None, which is why the original train length was questioned, and why its clearly wrong. 

Scot


----------



## Dr Rivet (Jan 5, 2008)

So... I laboriously watched the video. There were 154 cars including 2 cabooses. Most cars were 40 and 50 ft 1:29 box cars, a standard mix of LGB house cars, hoppers, and flats. There were some of the modern well flats for containers, but their length may have been offset by the long string of tank cars. If we assume an average length including couplers of 18 inches [1.5 ft], the length of the train is 154x1.5 = 231 feet plus about 6 ft for the locomotives. I am at approximately 240 feet, much closer to Scot's estimate. Even at an average of 20 inches per car we are at 256 for the train.


----------



## krs (Feb 29, 2008)

Tom Parkins said:


> That's impressive. BUT think about this.
> 
> 150+ cars x $60 per car (w/ ball bearings) = $9000
> + 2ea Dash 9 $500 ea = $1000
> ...


Due to operational issues only half the axles on each car were equipped with ball-bearing wheels and the owner of that train makes his own, converted from regular metal axles.
But still a ton of coin.


----------



## krs (Feb 29, 2008)

The 115 meters comes from a comment by the owner of that train in the link I posted, the 380 feet is just a straight conversion.

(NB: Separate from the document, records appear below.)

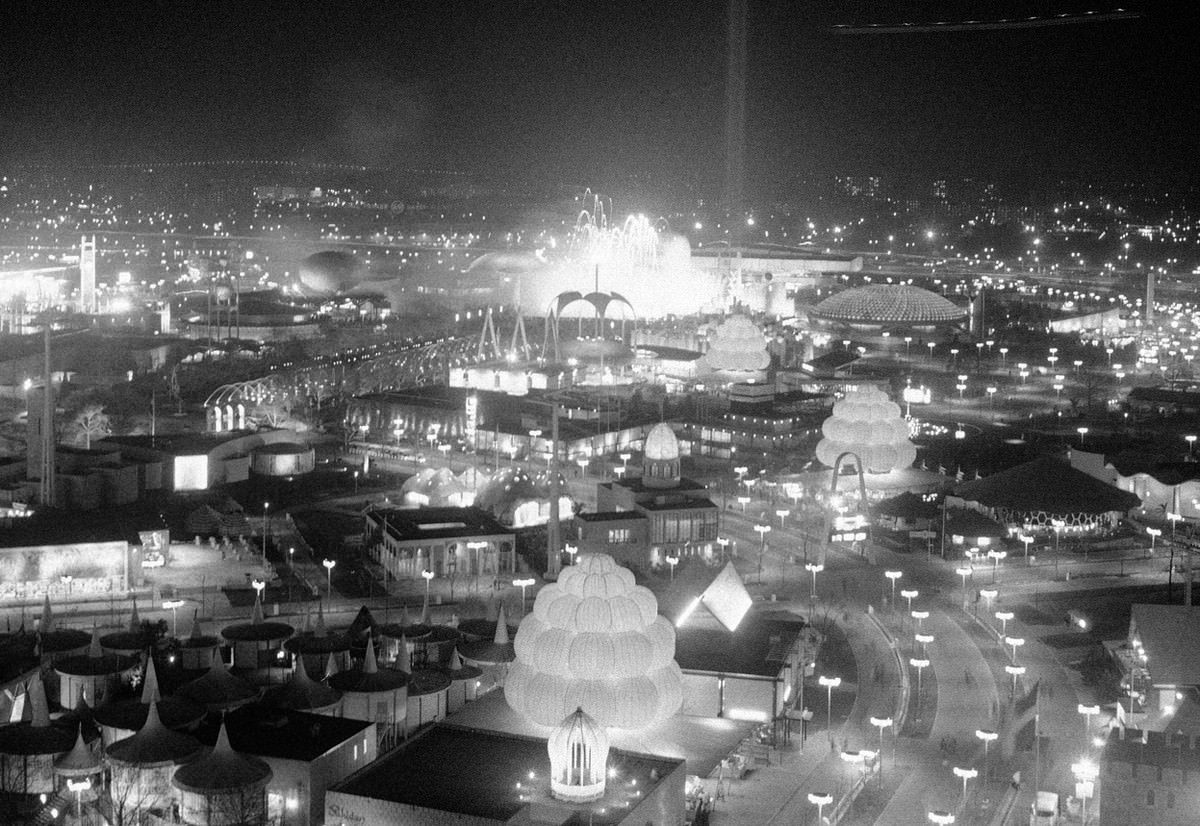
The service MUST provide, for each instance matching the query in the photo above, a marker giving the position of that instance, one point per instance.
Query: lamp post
(921, 664)
(814, 568)
(1089, 712)
(988, 594)
(762, 530)
(995, 556)
(78, 788)
(1014, 671)
(829, 683)
(671, 561)
(1085, 772)
(329, 575)
(820, 800)
(267, 528)
(919, 616)
(174, 605)
(964, 572)
(893, 575)
(523, 584)
(965, 774)
(882, 723)
(988, 736)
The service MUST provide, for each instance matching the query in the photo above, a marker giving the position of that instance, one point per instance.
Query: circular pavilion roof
(888, 304)
(661, 443)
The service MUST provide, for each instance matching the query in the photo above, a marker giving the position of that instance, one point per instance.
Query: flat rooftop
(759, 647)
(481, 773)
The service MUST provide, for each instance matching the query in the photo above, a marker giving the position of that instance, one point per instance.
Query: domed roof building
(888, 305)
(595, 641)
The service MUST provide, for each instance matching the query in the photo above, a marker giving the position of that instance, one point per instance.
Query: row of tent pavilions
(141, 746)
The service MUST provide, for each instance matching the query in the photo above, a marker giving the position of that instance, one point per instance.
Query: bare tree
(91, 422)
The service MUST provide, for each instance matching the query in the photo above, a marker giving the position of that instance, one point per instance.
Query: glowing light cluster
(595, 641)
(870, 425)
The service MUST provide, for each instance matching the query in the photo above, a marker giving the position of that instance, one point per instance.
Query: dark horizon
(622, 91)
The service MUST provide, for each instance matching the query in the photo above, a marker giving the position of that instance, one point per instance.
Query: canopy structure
(1037, 495)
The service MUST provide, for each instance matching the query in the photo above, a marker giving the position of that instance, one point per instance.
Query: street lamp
(995, 556)
(1003, 616)
(882, 723)
(1087, 712)
(893, 575)
(814, 568)
(988, 736)
(921, 664)
(919, 616)
(829, 683)
(523, 584)
(174, 605)
(1085, 772)
(1014, 671)
(671, 561)
(988, 594)
(964, 572)
(762, 530)
(329, 575)
(820, 800)
(267, 530)
(965, 774)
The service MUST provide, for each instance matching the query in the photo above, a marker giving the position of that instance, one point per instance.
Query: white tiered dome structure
(579, 759)
(595, 641)
(869, 425)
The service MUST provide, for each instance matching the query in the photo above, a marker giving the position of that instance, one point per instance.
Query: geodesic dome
(868, 424)
(595, 641)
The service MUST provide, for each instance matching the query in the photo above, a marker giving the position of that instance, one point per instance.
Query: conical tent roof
(303, 693)
(222, 770)
(154, 744)
(78, 761)
(219, 689)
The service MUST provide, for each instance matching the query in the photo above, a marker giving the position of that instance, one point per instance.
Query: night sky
(585, 90)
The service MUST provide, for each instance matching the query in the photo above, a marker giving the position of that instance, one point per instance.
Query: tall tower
(736, 108)
(88, 274)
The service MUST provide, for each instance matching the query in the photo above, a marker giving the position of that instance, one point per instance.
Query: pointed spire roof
(150, 692)
(154, 744)
(222, 770)
(79, 760)
(47, 623)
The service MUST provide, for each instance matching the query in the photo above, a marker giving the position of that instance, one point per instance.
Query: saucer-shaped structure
(595, 641)
(888, 304)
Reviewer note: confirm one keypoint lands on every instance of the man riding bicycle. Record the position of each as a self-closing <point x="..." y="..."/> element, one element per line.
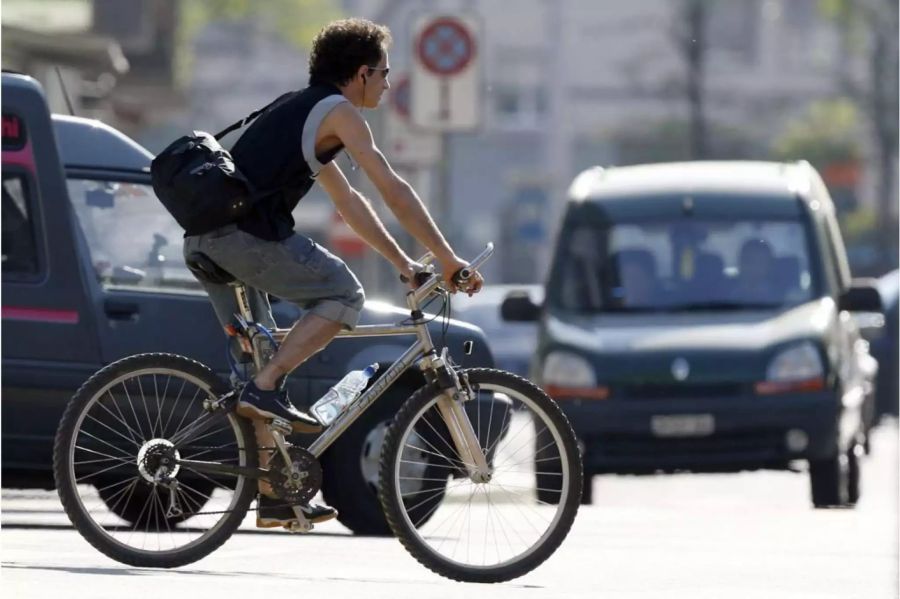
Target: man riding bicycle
<point x="287" y="148"/>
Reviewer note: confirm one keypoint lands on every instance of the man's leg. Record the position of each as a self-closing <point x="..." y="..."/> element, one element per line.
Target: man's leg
<point x="308" y="335"/>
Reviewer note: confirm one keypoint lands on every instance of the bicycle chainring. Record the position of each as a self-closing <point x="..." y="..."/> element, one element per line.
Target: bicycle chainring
<point x="298" y="482"/>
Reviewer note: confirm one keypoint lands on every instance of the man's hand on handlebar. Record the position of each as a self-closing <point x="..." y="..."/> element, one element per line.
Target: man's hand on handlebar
<point x="457" y="276"/>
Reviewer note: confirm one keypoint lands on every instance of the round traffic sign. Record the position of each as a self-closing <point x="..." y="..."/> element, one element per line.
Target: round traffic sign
<point x="446" y="46"/>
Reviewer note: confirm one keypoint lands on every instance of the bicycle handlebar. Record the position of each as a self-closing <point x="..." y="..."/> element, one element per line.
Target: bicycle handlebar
<point x="428" y="280"/>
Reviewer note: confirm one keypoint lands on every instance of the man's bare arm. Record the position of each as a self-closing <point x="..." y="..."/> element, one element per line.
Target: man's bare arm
<point x="353" y="131"/>
<point x="357" y="212"/>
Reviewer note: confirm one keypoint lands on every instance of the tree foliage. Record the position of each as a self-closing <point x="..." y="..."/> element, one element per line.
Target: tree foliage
<point x="294" y="21"/>
<point x="827" y="134"/>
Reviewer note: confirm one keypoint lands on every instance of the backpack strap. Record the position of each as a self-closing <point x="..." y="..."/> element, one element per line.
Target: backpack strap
<point x="249" y="118"/>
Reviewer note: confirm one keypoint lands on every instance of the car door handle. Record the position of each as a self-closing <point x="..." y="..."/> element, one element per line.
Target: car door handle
<point x="120" y="309"/>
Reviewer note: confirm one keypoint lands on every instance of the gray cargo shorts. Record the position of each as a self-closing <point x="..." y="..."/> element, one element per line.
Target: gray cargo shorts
<point x="297" y="270"/>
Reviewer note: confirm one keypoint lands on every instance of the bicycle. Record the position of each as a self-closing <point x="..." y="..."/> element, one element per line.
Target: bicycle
<point x="475" y="456"/>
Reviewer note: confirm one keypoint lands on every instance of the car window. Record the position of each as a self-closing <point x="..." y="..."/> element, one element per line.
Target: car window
<point x="134" y="243"/>
<point x="19" y="253"/>
<point x="686" y="263"/>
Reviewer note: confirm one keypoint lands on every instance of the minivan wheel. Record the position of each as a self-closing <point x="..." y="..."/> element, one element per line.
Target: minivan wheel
<point x="830" y="481"/>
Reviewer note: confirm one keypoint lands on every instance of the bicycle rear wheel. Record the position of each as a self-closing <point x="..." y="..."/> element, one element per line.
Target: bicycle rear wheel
<point x="483" y="531"/>
<point x="124" y="432"/>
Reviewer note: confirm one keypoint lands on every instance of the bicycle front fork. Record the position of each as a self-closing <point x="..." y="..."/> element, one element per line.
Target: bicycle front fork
<point x="451" y="406"/>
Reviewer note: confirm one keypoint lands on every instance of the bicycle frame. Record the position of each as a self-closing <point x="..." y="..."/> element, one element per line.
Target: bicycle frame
<point x="422" y="351"/>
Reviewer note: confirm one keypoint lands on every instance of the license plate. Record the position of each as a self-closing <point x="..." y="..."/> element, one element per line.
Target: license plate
<point x="683" y="425"/>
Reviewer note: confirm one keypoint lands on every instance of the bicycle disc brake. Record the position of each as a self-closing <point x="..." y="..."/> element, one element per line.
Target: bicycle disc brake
<point x="299" y="481"/>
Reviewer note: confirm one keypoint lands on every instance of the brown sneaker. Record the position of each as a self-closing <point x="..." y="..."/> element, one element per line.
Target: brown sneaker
<point x="272" y="513"/>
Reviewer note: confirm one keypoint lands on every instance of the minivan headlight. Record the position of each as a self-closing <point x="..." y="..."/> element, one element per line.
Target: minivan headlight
<point x="568" y="375"/>
<point x="795" y="363"/>
<point x="565" y="369"/>
<point x="796" y="368"/>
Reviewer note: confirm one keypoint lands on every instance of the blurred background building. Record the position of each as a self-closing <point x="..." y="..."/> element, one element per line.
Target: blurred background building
<point x="565" y="84"/>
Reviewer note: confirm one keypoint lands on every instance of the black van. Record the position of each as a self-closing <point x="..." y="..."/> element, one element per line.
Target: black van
<point x="696" y="318"/>
<point x="93" y="271"/>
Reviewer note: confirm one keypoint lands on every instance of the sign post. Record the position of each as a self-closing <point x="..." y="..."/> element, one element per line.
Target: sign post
<point x="445" y="85"/>
<point x="405" y="144"/>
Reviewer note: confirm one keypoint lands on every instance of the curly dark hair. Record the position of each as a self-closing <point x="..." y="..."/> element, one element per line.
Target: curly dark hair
<point x="341" y="47"/>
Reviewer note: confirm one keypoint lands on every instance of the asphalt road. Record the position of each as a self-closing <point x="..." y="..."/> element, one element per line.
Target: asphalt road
<point x="679" y="536"/>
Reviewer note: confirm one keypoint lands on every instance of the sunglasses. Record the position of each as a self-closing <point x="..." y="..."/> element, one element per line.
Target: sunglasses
<point x="386" y="70"/>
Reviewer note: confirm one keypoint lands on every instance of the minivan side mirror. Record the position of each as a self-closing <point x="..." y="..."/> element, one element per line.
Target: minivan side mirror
<point x="862" y="296"/>
<point x="518" y="307"/>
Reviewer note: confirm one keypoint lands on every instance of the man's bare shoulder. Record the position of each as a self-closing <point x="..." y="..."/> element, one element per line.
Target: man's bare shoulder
<point x="345" y="114"/>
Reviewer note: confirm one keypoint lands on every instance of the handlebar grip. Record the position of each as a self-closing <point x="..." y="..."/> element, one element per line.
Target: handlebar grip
<point x="421" y="278"/>
<point x="462" y="275"/>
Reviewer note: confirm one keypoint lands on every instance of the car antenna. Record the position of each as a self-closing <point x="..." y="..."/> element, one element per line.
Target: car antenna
<point x="62" y="85"/>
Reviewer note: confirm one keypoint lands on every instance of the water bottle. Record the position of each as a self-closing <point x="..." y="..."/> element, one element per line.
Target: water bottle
<point x="342" y="394"/>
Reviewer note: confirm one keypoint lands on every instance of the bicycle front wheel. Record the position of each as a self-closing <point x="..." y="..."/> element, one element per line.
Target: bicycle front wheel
<point x="482" y="531"/>
<point x="117" y="462"/>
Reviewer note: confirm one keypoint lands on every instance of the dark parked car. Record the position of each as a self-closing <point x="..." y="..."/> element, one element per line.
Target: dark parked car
<point x="697" y="319"/>
<point x="512" y="343"/>
<point x="93" y="272"/>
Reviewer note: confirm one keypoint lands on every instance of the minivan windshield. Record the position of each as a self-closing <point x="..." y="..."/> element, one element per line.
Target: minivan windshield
<point x="684" y="264"/>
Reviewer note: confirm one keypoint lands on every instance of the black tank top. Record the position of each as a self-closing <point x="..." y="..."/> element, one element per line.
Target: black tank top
<point x="277" y="153"/>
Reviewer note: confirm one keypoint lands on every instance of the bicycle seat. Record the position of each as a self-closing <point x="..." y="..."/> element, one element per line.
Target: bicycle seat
<point x="205" y="269"/>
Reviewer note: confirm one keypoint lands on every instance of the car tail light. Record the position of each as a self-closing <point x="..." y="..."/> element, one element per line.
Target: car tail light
<point x="776" y="387"/>
<point x="592" y="393"/>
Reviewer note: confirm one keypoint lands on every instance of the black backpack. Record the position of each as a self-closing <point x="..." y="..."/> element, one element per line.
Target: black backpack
<point x="197" y="181"/>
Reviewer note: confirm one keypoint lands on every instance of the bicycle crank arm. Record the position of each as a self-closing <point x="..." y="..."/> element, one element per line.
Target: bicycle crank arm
<point x="217" y="468"/>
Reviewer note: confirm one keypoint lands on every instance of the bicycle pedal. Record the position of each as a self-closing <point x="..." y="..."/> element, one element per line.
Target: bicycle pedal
<point x="299" y="527"/>
<point x="280" y="425"/>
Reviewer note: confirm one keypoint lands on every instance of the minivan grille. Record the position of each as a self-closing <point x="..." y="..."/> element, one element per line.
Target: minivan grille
<point x="681" y="390"/>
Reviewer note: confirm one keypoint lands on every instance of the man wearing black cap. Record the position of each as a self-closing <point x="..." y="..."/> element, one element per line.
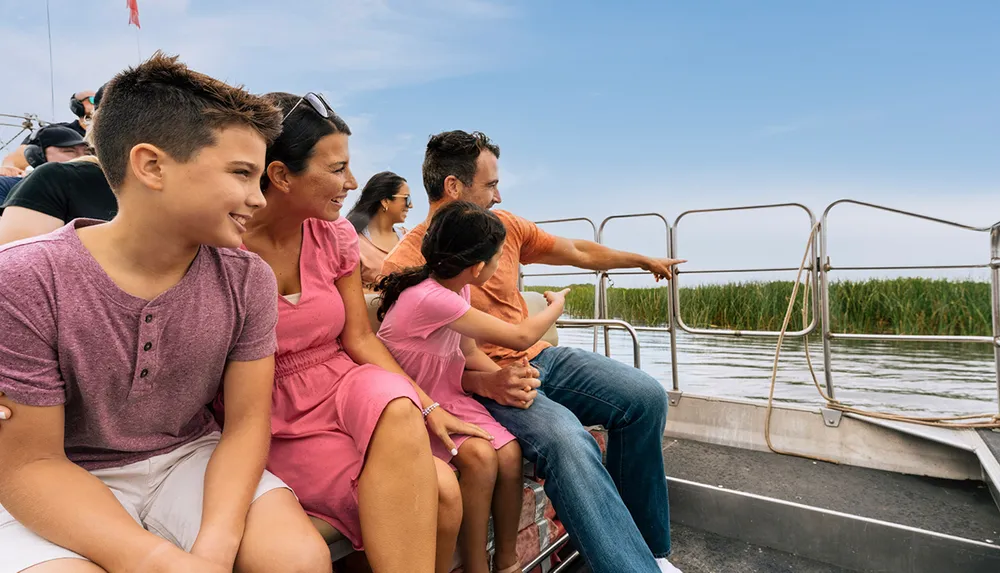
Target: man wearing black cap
<point x="55" y="144"/>
<point x="82" y="104"/>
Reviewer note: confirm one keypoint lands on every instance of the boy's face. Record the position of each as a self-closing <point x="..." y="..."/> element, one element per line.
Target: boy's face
<point x="217" y="191"/>
<point x="488" y="270"/>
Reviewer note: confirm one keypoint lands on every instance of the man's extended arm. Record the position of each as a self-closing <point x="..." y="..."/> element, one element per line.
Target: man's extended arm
<point x="61" y="501"/>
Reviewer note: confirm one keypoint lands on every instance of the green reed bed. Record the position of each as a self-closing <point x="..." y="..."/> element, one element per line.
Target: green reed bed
<point x="883" y="306"/>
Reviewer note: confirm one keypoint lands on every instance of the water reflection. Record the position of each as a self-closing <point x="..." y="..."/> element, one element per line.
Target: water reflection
<point x="912" y="378"/>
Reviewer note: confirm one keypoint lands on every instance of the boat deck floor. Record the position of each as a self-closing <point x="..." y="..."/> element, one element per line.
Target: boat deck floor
<point x="701" y="552"/>
<point x="963" y="509"/>
<point x="959" y="508"/>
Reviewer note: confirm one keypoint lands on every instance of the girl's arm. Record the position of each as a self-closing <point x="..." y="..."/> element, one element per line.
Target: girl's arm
<point x="476" y="359"/>
<point x="483" y="327"/>
<point x="364" y="347"/>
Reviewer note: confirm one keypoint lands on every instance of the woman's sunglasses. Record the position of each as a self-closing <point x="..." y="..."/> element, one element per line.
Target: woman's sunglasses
<point x="315" y="101"/>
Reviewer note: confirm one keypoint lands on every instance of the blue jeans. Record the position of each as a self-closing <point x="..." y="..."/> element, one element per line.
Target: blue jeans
<point x="618" y="516"/>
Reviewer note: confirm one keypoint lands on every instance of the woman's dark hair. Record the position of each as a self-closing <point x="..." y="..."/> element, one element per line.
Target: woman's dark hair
<point x="381" y="186"/>
<point x="300" y="132"/>
<point x="460" y="235"/>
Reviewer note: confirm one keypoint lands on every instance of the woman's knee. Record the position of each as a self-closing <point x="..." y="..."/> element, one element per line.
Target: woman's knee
<point x="477" y="459"/>
<point x="449" y="497"/>
<point x="510" y="460"/>
<point x="65" y="566"/>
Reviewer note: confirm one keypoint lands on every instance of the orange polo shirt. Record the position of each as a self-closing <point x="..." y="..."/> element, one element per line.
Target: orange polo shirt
<point x="499" y="297"/>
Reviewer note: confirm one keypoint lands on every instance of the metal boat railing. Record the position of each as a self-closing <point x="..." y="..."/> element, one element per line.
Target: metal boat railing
<point x="819" y="268"/>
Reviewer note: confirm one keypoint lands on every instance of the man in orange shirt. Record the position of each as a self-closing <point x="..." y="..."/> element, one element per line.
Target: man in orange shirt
<point x="546" y="395"/>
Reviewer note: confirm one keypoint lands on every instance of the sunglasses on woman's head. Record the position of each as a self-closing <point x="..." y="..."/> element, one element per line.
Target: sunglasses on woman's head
<point x="315" y="101"/>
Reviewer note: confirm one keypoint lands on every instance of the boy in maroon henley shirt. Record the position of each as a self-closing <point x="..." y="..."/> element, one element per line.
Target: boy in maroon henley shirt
<point x="115" y="336"/>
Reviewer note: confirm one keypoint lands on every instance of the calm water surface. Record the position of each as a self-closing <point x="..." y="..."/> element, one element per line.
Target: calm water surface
<point x="915" y="378"/>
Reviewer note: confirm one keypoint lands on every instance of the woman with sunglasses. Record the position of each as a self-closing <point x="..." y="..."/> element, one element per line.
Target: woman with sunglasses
<point x="349" y="429"/>
<point x="384" y="203"/>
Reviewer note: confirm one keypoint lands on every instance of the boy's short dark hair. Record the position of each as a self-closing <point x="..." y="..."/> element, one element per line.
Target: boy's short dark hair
<point x="453" y="153"/>
<point x="164" y="103"/>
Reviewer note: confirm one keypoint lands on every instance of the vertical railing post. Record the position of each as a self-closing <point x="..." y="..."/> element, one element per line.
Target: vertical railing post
<point x="824" y="292"/>
<point x="672" y="307"/>
<point x="995" y="280"/>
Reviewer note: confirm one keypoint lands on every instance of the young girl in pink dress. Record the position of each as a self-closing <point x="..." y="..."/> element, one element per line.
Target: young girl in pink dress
<point x="431" y="330"/>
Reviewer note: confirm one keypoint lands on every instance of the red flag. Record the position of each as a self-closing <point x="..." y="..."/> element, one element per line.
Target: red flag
<point x="133" y="12"/>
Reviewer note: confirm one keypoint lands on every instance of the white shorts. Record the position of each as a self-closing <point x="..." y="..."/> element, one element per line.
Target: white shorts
<point x="163" y="493"/>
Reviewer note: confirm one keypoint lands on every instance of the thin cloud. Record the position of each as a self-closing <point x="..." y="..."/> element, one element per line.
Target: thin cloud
<point x="343" y="48"/>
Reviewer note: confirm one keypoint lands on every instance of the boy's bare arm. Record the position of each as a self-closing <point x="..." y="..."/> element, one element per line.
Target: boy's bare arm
<point x="237" y="464"/>
<point x="61" y="501"/>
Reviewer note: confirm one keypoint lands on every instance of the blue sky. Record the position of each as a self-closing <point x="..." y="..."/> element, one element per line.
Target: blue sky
<point x="605" y="107"/>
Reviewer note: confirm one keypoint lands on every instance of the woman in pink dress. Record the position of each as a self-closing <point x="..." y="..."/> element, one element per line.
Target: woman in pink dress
<point x="347" y="424"/>
<point x="385" y="200"/>
<point x="431" y="330"/>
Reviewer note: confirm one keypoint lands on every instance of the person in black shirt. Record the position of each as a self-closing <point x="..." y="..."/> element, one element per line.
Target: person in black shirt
<point x="53" y="195"/>
<point x="6" y="184"/>
<point x="82" y="104"/>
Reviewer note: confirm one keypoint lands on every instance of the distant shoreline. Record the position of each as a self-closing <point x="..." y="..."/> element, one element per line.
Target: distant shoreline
<point x="874" y="306"/>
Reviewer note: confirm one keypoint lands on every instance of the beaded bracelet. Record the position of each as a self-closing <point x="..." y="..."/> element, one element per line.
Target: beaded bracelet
<point x="427" y="411"/>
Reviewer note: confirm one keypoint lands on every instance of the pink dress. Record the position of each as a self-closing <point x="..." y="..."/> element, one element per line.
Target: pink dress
<point x="325" y="407"/>
<point x="416" y="331"/>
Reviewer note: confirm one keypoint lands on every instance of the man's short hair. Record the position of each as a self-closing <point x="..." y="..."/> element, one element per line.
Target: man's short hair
<point x="453" y="153"/>
<point x="164" y="103"/>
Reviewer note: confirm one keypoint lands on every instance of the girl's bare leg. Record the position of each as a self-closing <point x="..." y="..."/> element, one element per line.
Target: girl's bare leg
<point x="449" y="515"/>
<point x="477" y="467"/>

But you guys are right - 115 meters is overstating it.
An LGB US 4-axle car is about 0.5 meters long, give or take depending on type - plus the two locos adds up to about 80 meters total.


----------



## krs (Feb 29, 2008)

Semper Vaporo said:


> What cars are over 2' 5" long?


This type is close - 28 inches 
http://www.gbdb.info/details.php?image_id=2576

It's just not on that train


----------



## SD90WLMT (Feb 16, 2010)

The two locos are only 45 meters ..in full scale real life....

Get some fresh batteries for yer calculator young man!!

;-)


----------



## krs (Feb 29, 2008)

SD90WLMT said:


> The two locos are only 45 meters ..in full scale real life....
> 
> Get some fresh batteries for yer calculator young man!!
> 
> ;-)


 What does the length of two locos in 1:1 scale have to do with anything????


----------



## SD90WLMT (Feb 16, 2010)

The over all model train run here was approximately 72-75 meters overall, including those two locos!

Its nice to see others in the world trying to run longer trains, in G model form.. 

Yet Dennis Sirrine pulled a 152 car train several years ago with a single Big Boy...on grades up to a peak of 2.4%!!


----------



## John J (Dec 29, 2007)

Who cares if his math is wrong. That is one long train


----------



## krs (Feb 29, 2008)

SD90WLMT said:


> The over all model train run here was approximately 72-75 meters overall, including those two locos!
> 
> Its nice to see others in the world trying to run longer trains, in G model form..
> 
> Yet Dennis Sirrine pulled a 152 car train several years ago with a single Big Boy...on grades up to a peak of 2.4%!!


The video in this thread is also over four years old - it was posted on a European Large Scale forum after someone posted Dennis' video clip there.


----------



## Greg Elmassian (Jan 3, 2008)

I paid more than $60 per car and I have no ball bearings on them.

I guess I got ripped off.... or my grand total is more impressive.

I make sure I NEVER total my expenditure in public... the wife will find it and insist on a new car.

Greg



Tom Parkins said:


> That's impressive. BUT think about this.
> 
> 150+ cars x $60 per car (w/ ball bearings) = $9000
> + 2ea Dash 9 $500 ea = $1000
> ...


----------



## krs (Feb 29, 2008)

Greg Elmassian said:


> ... the wife will find it and insist on a new car.
> 
> Greg


By "car" I assume you mean automobile 
Not a new railroad car


----------



## Greg Elmassian (Jan 3, 2008)

Yes, a new automobile. Every so often she "inventories" the trains or the cigar collection and assigns a value coincidentally equal to the cost of what she wants to buy.

Luckily, she never gets the right totals ha ha!

Greg


----------